The High Level Group assists the Commission in developing policies to improve the long-term competitiveness of the EU retail sector.
The Members of the High Level Group have been appointed in December 2013.
The European Retail Action Plan (ERAP) identified restrictions on establishment as an important obstacle to a more competitive retail sector. These restrictions are often introduced or maintained to try to ensure a balanced and sustainable territorial development. However the proportionality and effectiveness of the measures need also to be properly evaluated so as they do not inappropriately restrict retail establishment. As foreseen in the ERAP, the Commission is currently carrying out with the Member States a peer review of the national rules applying to retail establishment in order to identify best practices. The Commission is organising a workshop on 8th July to allow stakeholders (retailers, consumers, representative of local governments etc.) to express their views and discuss this key issue. Registrations are now closed.
On 31 January 2013 the Commission adopted a “Communication setting up a European Retail Action Plan”. This Communication proposes actions to achieve a single market in retail by addressing the key obstacles that hinder the smooth functioning of this sector. It will enhance the economic, environmental and social performance of the retail sector and ensure that it fully contributes to the goals of the Europe 2020 Strategy. As part of this Action Plan, the Commission also adopted a Green Paper on unfair trading practices in the business-to-business food and non-food supply chain in Europe.
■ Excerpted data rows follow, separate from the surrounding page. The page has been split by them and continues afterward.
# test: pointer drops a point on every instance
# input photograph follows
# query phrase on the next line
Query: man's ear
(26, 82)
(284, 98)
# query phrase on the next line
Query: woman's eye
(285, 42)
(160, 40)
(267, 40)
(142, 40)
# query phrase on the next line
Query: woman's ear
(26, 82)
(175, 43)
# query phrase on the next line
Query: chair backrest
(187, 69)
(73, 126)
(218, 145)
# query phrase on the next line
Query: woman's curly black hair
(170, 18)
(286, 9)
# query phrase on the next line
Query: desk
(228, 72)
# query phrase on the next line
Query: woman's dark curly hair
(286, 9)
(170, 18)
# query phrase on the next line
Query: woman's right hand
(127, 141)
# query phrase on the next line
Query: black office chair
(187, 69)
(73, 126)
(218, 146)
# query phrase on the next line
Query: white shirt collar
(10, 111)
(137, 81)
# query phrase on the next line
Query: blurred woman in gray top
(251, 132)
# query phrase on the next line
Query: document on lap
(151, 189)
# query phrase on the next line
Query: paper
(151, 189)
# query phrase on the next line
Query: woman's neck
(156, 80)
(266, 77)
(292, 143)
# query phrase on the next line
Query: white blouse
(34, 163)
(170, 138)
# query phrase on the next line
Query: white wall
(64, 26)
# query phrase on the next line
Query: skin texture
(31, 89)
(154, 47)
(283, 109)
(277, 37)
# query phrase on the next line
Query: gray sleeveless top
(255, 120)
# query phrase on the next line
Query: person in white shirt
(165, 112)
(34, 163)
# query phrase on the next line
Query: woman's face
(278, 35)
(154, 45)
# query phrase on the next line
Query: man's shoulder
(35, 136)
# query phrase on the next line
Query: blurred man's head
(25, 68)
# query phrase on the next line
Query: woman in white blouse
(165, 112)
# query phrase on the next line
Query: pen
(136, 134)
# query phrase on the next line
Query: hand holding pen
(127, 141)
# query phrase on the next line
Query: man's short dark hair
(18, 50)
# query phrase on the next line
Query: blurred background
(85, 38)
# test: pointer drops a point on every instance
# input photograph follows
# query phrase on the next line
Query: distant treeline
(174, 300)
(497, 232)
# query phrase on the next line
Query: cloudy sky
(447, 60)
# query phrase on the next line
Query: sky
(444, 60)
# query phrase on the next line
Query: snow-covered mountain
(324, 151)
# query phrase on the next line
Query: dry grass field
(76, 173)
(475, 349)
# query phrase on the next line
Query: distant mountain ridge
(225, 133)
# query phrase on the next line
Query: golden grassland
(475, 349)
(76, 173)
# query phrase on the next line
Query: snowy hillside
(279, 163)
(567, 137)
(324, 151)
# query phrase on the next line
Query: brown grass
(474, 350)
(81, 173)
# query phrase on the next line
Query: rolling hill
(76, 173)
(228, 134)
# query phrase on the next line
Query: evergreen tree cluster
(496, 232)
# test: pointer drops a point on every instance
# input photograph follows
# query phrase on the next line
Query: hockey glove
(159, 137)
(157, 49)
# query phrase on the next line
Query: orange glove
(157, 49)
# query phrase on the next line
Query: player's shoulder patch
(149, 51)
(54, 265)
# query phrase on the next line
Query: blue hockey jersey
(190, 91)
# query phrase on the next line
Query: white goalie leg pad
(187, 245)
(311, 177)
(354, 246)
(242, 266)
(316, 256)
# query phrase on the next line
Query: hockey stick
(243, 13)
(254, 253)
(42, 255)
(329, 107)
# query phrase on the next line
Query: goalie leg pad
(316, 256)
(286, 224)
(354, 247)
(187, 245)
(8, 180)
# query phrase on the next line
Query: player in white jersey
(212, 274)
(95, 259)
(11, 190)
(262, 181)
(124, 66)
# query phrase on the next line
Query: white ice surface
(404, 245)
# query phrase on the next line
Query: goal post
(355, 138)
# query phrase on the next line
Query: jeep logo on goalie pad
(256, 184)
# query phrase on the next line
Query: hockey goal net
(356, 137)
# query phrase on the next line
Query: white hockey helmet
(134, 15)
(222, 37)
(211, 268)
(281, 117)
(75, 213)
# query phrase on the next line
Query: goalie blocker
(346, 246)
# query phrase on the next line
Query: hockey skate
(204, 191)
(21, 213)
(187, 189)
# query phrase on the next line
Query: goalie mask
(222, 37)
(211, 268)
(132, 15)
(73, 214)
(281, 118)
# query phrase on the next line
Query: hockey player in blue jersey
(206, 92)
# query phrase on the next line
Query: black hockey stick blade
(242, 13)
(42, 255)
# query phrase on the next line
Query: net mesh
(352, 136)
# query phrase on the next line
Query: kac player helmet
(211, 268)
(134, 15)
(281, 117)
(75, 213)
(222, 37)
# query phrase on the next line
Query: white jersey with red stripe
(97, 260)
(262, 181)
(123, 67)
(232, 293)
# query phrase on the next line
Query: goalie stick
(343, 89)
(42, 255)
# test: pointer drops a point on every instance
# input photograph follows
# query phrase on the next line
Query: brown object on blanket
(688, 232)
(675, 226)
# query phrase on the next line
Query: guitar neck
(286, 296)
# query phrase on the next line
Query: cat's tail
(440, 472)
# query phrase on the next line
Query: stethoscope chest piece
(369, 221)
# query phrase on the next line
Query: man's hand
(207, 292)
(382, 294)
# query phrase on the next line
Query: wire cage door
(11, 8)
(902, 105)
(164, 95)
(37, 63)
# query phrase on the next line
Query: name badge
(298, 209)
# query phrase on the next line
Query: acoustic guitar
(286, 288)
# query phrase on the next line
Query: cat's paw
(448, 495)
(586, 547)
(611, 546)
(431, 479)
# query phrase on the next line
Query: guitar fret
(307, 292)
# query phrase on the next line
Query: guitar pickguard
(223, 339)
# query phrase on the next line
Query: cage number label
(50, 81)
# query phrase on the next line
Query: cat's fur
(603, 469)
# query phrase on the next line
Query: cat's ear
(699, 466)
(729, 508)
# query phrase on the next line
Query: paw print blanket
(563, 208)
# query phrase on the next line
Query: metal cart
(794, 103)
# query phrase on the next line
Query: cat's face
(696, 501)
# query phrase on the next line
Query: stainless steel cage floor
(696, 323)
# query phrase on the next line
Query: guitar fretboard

Communication tackling unfair trading practices (UTPs) in the business-to-business food supply chain
The Communication on unfair trading practices (UTPs) in the food supply chain is addressed to stakeholders and Member States. It acknowledges the potential of voluntary frameworks, in particular the Supply Chain Initiative launched in September 2013, and encourages all market operators to join the initiative and its national platforms. The Communication also encourages Member States to examine whether their current national regulatory frameworks are appropriate to address UTPs and to assess the effectiveness and credibility of their available mechanisms for the enforcement of rules against UTPs.
Study on the legal framework covering business-to-business unfair trading practices in the retail supply chain – 11.07.2014
(The study represents solely the opinion of the authors.)
Green Paper on unfair trading practices in the business-to-business food and non-food supply chain in Europe – 31.01.2013
This Green Paper makes an initial assessment of the problems posed by unfair trading practices in business-to-business relationships along the retail supply chain, including the lack of efficient enforcement of existing national rules and the resulting impact on the Single Market. The objective of the Green Paper was to launch a consultation with stakeholders on this analysis and to identify possible next steps in addressing the problem.
Workshops: Towards an European Retail Action Plan – February-March 2012
The aim of the workshops was to bring together interested parties to discuss the future of retail services in Europe and the need for a European Retail Action Plan.
- Minutes of the third workshop (30.03.2012)
- Minutes of the second workshop (02.03.2012)
- Minutes of the first workshop (03.02.2012)
European Parliament resolution on a more efficient and fairer retail market – 05.07.2011
Report on the EBTP questionnaire on unfair business to business trading practices – 15.02.2011
Retail Market Monitoring: Report on barriers hampering more efficient and fairer retail services in Europe – 05.07.2010
The report and the accompanying Commission staff working document provide factual and comprehensive analysis of the EU retail sector so as to identify possible market malfunctioning.
A public consultation was also launched following the adoption of this report.
Communication on a better functioning food supply chain in Europe – October 2009
The sharp decline in agricultural commodity prices alongside persistently high consumer food prices has raised concerns on the efficiency of this crucial sector of the European economy. The Communication proposes concrete policy actions at Member States and EU levels to improve the functioning of the food supply chain in Europe.
Communication on Food prices in Europe – 09.12.2008
Between 2007 and summer 2008 the prices of agricultural products such as cereals and milk increased at an exceptionally high speed. This price increase was largely reflected in higher prices for food. As a result the purchasing power of the average European household declined by around 1%, with low income household being hit even harder. In light of this, the European Council asked the European Commission to investigate the causes of this surge in food prices.
In December 2008 the Commission adopted a Communication on Food Prices in Europe.